The term "mounting a sauce" means to add a macedoine of cold fat to a warm or hot sauce, and to swirl it in to melt and incorporate into the sauce. The result is a silky, enriched sauce with a smoother flavor. If you taste a bordelaise before and after mounting, it's hard to believe it's the same sauce -- before is sharp, vinegary, strong winey flavor. After, it's smooth, rich, with the same wine flavor. It's a miraculous transformation. As mentioned, you can mount with a soft, fatty cheese, or other fats like bone marrow. (By the way, tamponir is similar, in that a cook dots the sauce with butter and swirls, but try to keep the butter on the surface. It helps to protect the sauce from oxidation on the surface.) And of course, after mounting, don't boil the sauce again, or it will break.

Prior to mounting, sauces can be frozen for future use, since it's already bound and stable. We all scrambled to find enough containers to take the hard-earned sauces home!
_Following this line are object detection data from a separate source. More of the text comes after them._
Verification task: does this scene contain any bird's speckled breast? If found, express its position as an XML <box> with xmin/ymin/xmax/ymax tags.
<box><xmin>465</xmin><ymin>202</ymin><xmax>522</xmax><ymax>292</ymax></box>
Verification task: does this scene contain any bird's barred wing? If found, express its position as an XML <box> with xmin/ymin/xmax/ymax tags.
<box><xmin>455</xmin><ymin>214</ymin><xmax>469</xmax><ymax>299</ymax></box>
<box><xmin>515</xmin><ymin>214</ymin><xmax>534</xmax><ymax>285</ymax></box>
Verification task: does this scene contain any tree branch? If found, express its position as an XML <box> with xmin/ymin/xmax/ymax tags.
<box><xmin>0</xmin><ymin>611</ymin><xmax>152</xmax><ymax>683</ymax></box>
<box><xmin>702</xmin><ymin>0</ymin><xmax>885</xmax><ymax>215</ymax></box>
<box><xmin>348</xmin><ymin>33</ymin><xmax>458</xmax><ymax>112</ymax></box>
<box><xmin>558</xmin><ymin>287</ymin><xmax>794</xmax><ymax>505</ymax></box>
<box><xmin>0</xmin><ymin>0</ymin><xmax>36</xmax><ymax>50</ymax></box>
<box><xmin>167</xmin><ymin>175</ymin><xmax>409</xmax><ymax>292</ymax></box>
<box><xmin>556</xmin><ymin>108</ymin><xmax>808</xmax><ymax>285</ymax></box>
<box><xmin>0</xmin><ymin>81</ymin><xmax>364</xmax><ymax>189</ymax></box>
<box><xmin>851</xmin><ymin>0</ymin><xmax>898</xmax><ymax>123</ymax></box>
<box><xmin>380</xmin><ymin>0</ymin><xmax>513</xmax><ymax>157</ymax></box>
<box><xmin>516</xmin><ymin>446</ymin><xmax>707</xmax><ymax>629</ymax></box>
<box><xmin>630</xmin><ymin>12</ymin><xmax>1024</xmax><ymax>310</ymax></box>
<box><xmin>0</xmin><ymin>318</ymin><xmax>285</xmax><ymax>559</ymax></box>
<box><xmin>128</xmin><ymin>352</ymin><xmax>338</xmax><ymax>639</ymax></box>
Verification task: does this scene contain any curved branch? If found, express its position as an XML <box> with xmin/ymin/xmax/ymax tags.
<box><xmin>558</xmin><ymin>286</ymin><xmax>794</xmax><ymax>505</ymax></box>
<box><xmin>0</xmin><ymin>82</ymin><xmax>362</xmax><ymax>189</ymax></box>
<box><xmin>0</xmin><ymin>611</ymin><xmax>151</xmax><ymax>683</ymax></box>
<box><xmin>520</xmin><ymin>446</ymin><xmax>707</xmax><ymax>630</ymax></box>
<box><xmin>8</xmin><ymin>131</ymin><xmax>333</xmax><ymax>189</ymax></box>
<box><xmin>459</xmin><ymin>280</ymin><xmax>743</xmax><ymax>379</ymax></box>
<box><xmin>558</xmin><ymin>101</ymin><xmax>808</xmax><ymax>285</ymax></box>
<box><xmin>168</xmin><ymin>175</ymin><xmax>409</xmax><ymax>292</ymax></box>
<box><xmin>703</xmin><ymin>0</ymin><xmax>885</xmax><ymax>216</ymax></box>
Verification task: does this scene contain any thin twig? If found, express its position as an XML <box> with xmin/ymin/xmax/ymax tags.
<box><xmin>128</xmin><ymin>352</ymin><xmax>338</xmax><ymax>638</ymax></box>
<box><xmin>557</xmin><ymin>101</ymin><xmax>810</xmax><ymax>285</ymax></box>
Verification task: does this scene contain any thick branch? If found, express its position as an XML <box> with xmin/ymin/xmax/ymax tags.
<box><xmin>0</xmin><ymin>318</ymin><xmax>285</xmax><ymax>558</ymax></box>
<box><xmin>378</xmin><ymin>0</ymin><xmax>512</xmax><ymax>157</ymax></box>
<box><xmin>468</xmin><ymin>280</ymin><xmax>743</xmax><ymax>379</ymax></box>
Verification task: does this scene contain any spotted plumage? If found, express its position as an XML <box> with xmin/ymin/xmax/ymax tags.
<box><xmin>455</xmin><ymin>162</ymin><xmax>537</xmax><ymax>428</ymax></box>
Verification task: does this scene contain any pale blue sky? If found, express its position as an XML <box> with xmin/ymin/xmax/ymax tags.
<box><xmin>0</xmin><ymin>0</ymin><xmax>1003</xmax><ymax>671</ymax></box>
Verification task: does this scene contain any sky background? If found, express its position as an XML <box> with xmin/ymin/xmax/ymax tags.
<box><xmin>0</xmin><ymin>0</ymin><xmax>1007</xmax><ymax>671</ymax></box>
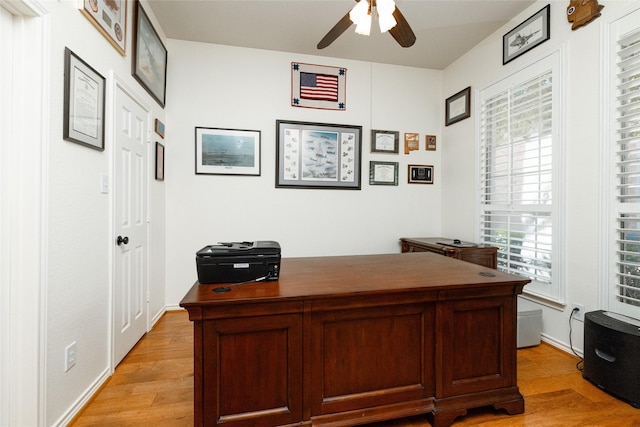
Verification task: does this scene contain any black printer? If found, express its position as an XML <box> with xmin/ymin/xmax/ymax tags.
<box><xmin>196</xmin><ymin>240</ymin><xmax>280</xmax><ymax>284</ymax></box>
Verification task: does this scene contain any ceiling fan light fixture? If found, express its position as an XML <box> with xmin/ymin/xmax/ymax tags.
<box><xmin>376</xmin><ymin>0</ymin><xmax>397</xmax><ymax>33</ymax></box>
<box><xmin>349</xmin><ymin>0</ymin><xmax>371</xmax><ymax>36</ymax></box>
<box><xmin>378</xmin><ymin>11</ymin><xmax>397</xmax><ymax>33</ymax></box>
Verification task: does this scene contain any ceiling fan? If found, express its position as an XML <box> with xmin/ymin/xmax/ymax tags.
<box><xmin>317</xmin><ymin>0</ymin><xmax>416</xmax><ymax>49</ymax></box>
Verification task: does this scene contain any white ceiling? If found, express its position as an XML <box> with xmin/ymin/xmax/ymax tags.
<box><xmin>148</xmin><ymin>0</ymin><xmax>534</xmax><ymax>70</ymax></box>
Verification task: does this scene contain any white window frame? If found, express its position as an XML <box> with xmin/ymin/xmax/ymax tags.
<box><xmin>601</xmin><ymin>4</ymin><xmax>640</xmax><ymax>319</ymax></box>
<box><xmin>475</xmin><ymin>49</ymin><xmax>566</xmax><ymax>307</ymax></box>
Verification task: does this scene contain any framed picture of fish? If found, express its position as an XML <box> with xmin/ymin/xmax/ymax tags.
<box><xmin>502</xmin><ymin>5</ymin><xmax>551</xmax><ymax>65</ymax></box>
<box><xmin>81</xmin><ymin>0</ymin><xmax>127</xmax><ymax>56</ymax></box>
<box><xmin>131</xmin><ymin>1</ymin><xmax>167</xmax><ymax>108</ymax></box>
<box><xmin>444</xmin><ymin>86</ymin><xmax>471</xmax><ymax>126</ymax></box>
<box><xmin>276</xmin><ymin>120</ymin><xmax>362</xmax><ymax>190</ymax></box>
<box><xmin>407</xmin><ymin>165</ymin><xmax>433</xmax><ymax>184</ymax></box>
<box><xmin>196</xmin><ymin>127</ymin><xmax>260</xmax><ymax>176</ymax></box>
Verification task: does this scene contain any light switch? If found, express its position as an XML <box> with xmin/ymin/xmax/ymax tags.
<box><xmin>100</xmin><ymin>175</ymin><xmax>109</xmax><ymax>194</ymax></box>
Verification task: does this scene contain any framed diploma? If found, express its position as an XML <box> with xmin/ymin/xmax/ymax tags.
<box><xmin>371</xmin><ymin>129</ymin><xmax>400</xmax><ymax>154</ymax></box>
<box><xmin>63</xmin><ymin>48</ymin><xmax>105</xmax><ymax>151</ymax></box>
<box><xmin>369</xmin><ymin>162</ymin><xmax>398</xmax><ymax>185</ymax></box>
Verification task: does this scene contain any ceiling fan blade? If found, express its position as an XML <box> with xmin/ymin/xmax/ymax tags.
<box><xmin>317</xmin><ymin>13</ymin><xmax>353</xmax><ymax>49</ymax></box>
<box><xmin>389</xmin><ymin>6</ymin><xmax>416</xmax><ymax>47</ymax></box>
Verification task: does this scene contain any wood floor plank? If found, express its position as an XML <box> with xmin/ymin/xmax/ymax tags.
<box><xmin>70</xmin><ymin>311</ymin><xmax>640</xmax><ymax>427</ymax></box>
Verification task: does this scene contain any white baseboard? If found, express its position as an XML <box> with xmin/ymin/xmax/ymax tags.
<box><xmin>541</xmin><ymin>334</ymin><xmax>583</xmax><ymax>357</ymax></box>
<box><xmin>53</xmin><ymin>368</ymin><xmax>111</xmax><ymax>427</ymax></box>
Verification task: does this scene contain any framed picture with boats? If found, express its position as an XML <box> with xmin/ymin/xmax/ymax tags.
<box><xmin>196</xmin><ymin>127</ymin><xmax>260</xmax><ymax>176</ymax></box>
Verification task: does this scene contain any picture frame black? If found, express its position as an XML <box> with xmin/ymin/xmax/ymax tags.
<box><xmin>369</xmin><ymin>161</ymin><xmax>399</xmax><ymax>186</ymax></box>
<box><xmin>424</xmin><ymin>135</ymin><xmax>437</xmax><ymax>151</ymax></box>
<box><xmin>62</xmin><ymin>47</ymin><xmax>106</xmax><ymax>151</ymax></box>
<box><xmin>195</xmin><ymin>127</ymin><xmax>261</xmax><ymax>176</ymax></box>
<box><xmin>131</xmin><ymin>0</ymin><xmax>167</xmax><ymax>108</ymax></box>
<box><xmin>444</xmin><ymin>86</ymin><xmax>471</xmax><ymax>126</ymax></box>
<box><xmin>155</xmin><ymin>141</ymin><xmax>164</xmax><ymax>181</ymax></box>
<box><xmin>502</xmin><ymin>5</ymin><xmax>551</xmax><ymax>65</ymax></box>
<box><xmin>371</xmin><ymin>129</ymin><xmax>400</xmax><ymax>154</ymax></box>
<box><xmin>407</xmin><ymin>165</ymin><xmax>433</xmax><ymax>184</ymax></box>
<box><xmin>276</xmin><ymin>120</ymin><xmax>362</xmax><ymax>190</ymax></box>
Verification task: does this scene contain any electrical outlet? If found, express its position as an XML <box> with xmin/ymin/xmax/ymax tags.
<box><xmin>571</xmin><ymin>302</ymin><xmax>584</xmax><ymax>322</ymax></box>
<box><xmin>64</xmin><ymin>341</ymin><xmax>77</xmax><ymax>372</ymax></box>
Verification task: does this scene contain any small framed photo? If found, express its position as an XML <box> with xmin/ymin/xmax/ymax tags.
<box><xmin>156</xmin><ymin>142</ymin><xmax>164</xmax><ymax>181</ymax></box>
<box><xmin>82</xmin><ymin>0</ymin><xmax>127</xmax><ymax>56</ymax></box>
<box><xmin>63</xmin><ymin>48</ymin><xmax>105</xmax><ymax>151</ymax></box>
<box><xmin>196</xmin><ymin>127</ymin><xmax>260</xmax><ymax>176</ymax></box>
<box><xmin>276</xmin><ymin>120</ymin><xmax>362</xmax><ymax>190</ymax></box>
<box><xmin>408</xmin><ymin>165</ymin><xmax>433</xmax><ymax>184</ymax></box>
<box><xmin>444</xmin><ymin>86</ymin><xmax>471</xmax><ymax>126</ymax></box>
<box><xmin>502</xmin><ymin>5</ymin><xmax>551</xmax><ymax>65</ymax></box>
<box><xmin>131</xmin><ymin>1</ymin><xmax>167</xmax><ymax>108</ymax></box>
<box><xmin>369</xmin><ymin>161</ymin><xmax>398</xmax><ymax>185</ymax></box>
<box><xmin>424</xmin><ymin>135</ymin><xmax>436</xmax><ymax>151</ymax></box>
<box><xmin>371</xmin><ymin>129</ymin><xmax>400</xmax><ymax>154</ymax></box>
<box><xmin>404</xmin><ymin>133</ymin><xmax>420</xmax><ymax>154</ymax></box>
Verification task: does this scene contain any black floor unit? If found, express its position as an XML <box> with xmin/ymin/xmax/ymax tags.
<box><xmin>583</xmin><ymin>310</ymin><xmax>640</xmax><ymax>408</ymax></box>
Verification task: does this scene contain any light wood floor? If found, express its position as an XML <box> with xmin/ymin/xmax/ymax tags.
<box><xmin>71</xmin><ymin>311</ymin><xmax>640</xmax><ymax>427</ymax></box>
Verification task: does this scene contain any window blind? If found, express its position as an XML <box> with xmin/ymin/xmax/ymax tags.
<box><xmin>614</xmin><ymin>29</ymin><xmax>640</xmax><ymax>313</ymax></box>
<box><xmin>480</xmin><ymin>69</ymin><xmax>554</xmax><ymax>288</ymax></box>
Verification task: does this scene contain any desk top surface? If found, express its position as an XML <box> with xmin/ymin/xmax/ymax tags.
<box><xmin>180</xmin><ymin>252</ymin><xmax>529</xmax><ymax>308</ymax></box>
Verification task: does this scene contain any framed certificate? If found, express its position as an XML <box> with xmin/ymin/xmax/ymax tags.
<box><xmin>63</xmin><ymin>48</ymin><xmax>105</xmax><ymax>151</ymax></box>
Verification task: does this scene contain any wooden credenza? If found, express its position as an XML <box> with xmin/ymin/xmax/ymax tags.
<box><xmin>400</xmin><ymin>237</ymin><xmax>498</xmax><ymax>269</ymax></box>
<box><xmin>180</xmin><ymin>252</ymin><xmax>528</xmax><ymax>427</ymax></box>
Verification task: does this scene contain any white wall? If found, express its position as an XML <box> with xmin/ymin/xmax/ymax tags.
<box><xmin>42</xmin><ymin>0</ymin><xmax>166</xmax><ymax>425</ymax></box>
<box><xmin>165</xmin><ymin>40</ymin><xmax>442</xmax><ymax>306</ymax></box>
<box><xmin>442</xmin><ymin>0</ymin><xmax>638</xmax><ymax>351</ymax></box>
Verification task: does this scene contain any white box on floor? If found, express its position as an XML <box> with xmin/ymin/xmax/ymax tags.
<box><xmin>518</xmin><ymin>297</ymin><xmax>542</xmax><ymax>348</ymax></box>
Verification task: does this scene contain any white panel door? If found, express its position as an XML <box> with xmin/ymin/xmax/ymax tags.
<box><xmin>113</xmin><ymin>85</ymin><xmax>149</xmax><ymax>367</ymax></box>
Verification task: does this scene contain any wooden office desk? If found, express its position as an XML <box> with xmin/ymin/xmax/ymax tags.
<box><xmin>180</xmin><ymin>253</ymin><xmax>528</xmax><ymax>427</ymax></box>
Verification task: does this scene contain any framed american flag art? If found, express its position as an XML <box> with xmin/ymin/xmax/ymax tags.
<box><xmin>291</xmin><ymin>62</ymin><xmax>347</xmax><ymax>110</ymax></box>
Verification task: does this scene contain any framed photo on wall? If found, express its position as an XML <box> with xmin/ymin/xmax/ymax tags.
<box><xmin>276</xmin><ymin>120</ymin><xmax>362</xmax><ymax>190</ymax></box>
<box><xmin>369</xmin><ymin>162</ymin><xmax>398</xmax><ymax>185</ymax></box>
<box><xmin>424</xmin><ymin>135</ymin><xmax>436</xmax><ymax>151</ymax></box>
<box><xmin>371</xmin><ymin>129</ymin><xmax>400</xmax><ymax>154</ymax></box>
<box><xmin>131</xmin><ymin>1</ymin><xmax>167</xmax><ymax>108</ymax></box>
<box><xmin>445</xmin><ymin>86</ymin><xmax>471</xmax><ymax>126</ymax></box>
<box><xmin>196</xmin><ymin>127</ymin><xmax>260</xmax><ymax>176</ymax></box>
<box><xmin>82</xmin><ymin>0</ymin><xmax>127</xmax><ymax>56</ymax></box>
<box><xmin>502</xmin><ymin>5</ymin><xmax>551</xmax><ymax>65</ymax></box>
<box><xmin>63</xmin><ymin>48</ymin><xmax>105</xmax><ymax>151</ymax></box>
<box><xmin>408</xmin><ymin>165</ymin><xmax>433</xmax><ymax>184</ymax></box>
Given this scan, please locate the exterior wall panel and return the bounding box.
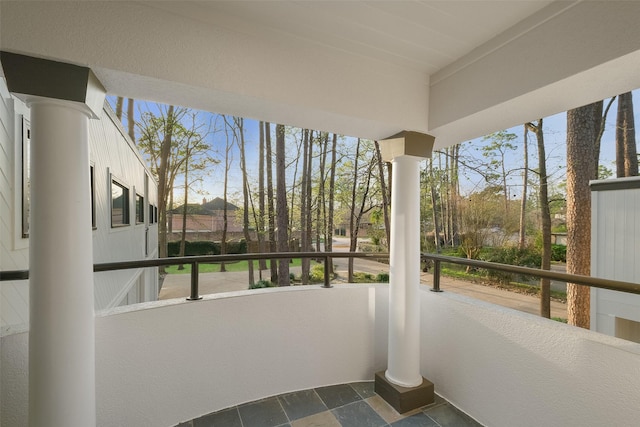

By the way, the pastry class had an exam where they had to make a large container sculpture out of chocolate. The glass-sided de-humidified refrigerator held their effort, and we pressed our noses up against it and ooh'd and aah'd. We were happy to leave our noseprints on the temporary museum! The leftover pieces of "white chocolate on dark chocolate tree bark" was there for us to break apart and munch happily. And bread, of course -- great basket-proofed breads, with the decorative swirls on the surface. I wrapped my half-loaf and took it home. Sauce and bread for meals, yum yum!